L’appel également à un patriotisme de pacotille, en demandant aux citoyens des sacrifices et des concessions à n’en plus finir, ne marchera pas. Appeler à un changement des mentalités alors que l’Etat est le premier à dilapider les ressources publiques, qu’il ne s’applique aucune cure d’austérité et n’allège rien dans son fonctionnement. La Primature comme le Parlement n’auront pas fait montre, ces derniers mois, d’une volonté d’austérité et d’économie sur leurs ressources. Les dépenses de prestige et surtout l’emphase donnée aux activités de représentation donnent une impression d’un pouvoir qui ne se prive de rien, après avoir plaidé pour une orthodoxie dans la gestion des finances publiques. Qu’ils sont risibles les tribuns qui s’empiffrent de bon pain et de bon vin pendant que la plèbe crie sa faim !

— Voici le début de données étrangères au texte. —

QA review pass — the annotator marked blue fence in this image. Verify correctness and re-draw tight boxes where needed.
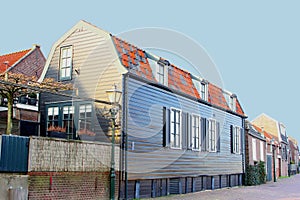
[0,135,29,172]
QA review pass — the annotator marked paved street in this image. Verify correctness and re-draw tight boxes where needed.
[146,174,300,200]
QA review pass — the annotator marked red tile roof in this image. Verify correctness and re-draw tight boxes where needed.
[252,124,279,145]
[208,83,230,110]
[112,36,245,116]
[0,49,31,73]
[112,36,156,81]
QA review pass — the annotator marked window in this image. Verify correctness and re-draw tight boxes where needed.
[170,108,181,148]
[157,64,165,84]
[229,95,236,112]
[252,138,257,161]
[200,82,208,101]
[47,107,59,128]
[208,119,217,152]
[231,126,242,154]
[59,46,72,80]
[78,104,92,134]
[191,115,201,150]
[260,141,265,161]
[62,106,74,133]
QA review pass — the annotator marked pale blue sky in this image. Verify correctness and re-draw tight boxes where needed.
[0,0,300,144]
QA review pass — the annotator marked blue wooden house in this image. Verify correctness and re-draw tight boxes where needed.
[40,21,246,198]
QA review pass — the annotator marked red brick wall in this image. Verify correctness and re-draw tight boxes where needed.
[28,172,119,200]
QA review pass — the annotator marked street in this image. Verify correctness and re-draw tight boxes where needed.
[147,174,300,200]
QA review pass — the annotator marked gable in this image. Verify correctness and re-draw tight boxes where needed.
[0,49,31,73]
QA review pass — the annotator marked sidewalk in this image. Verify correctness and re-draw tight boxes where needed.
[146,174,300,200]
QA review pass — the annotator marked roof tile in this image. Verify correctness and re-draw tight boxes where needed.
[0,49,31,73]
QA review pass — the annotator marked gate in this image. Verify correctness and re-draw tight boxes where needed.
[0,135,29,172]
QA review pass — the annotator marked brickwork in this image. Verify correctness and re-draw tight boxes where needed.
[28,171,119,200]
[28,137,119,172]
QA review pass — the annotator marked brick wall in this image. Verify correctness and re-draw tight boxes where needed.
[28,137,119,200]
[28,137,120,172]
[28,172,119,200]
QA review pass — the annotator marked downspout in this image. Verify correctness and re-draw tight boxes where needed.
[122,73,129,199]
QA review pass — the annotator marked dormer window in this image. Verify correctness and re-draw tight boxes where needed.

Un autre mirage dans la logique d’orthodoxie et de redressement économique et social est la mise à l’agenda d’une rationalisation des agences d’Etat et des structures parapubliques. On voit un plaidoyer pour dire qu’il faut leur suppression et leur consolidation dans de grands ensembles moins budgétivores et plus aptes à répondre aux différents problèmes. On aurait pu croire en cette musique si durant l’exposé de ce jour du Premier ministre au Grand Théâtre, une visibilité sera donnée aux économies faites avec les dissolutions du Conseil économique, social et environnemental (Cese) et du Haut-conseil des collectivités territoriales (Hcct). A défaut, le risque sera d’être embarqué à nouveau dans une expérience floue où les méthodes seront bruyantes et brutales au plan social, sans corrélation réelle avec une efficacité managériale ou une pertinence financière.
Après neuf mois à la tête du pays, le président de la République Bassirou Diomaye Faye avait confié lors de la Conférence des administrateurs et managers publics (Camp) au Cicad, que l’Etat était «contraint», avec des «marges de manœuvre budgétaires et financières» qui n’existaient plus. Entre janvier et juillet 2025, on ne peut pas dire que grand-chose ait évolué dans cette situation pour qu’un remède miracle soit distillé afin de soigner le patient Sénégal très vite de sa chute au «quatrième sous-sol». Tout ce que nous souhaitons à ce pays est que l’économie reprenne son souffle et qu’il soit enfin sur une cadence de travail. Les slogans à n’en plus finir, les mises en scène avec l’opinion à témoin ne sont pas d’une grande aide, en plus du vacarme de communicants à la solde d’un parti-Etat rêvé pour assurer le service après-vente. Il y a un temps pour faire rêver, mais quand un pays est à genoux, la seule pièce de théâtre qui doit faire foule est celle appelant au travail, sans jeu de dupes, avec la vérité comme viatique et l’essor de tous comme but.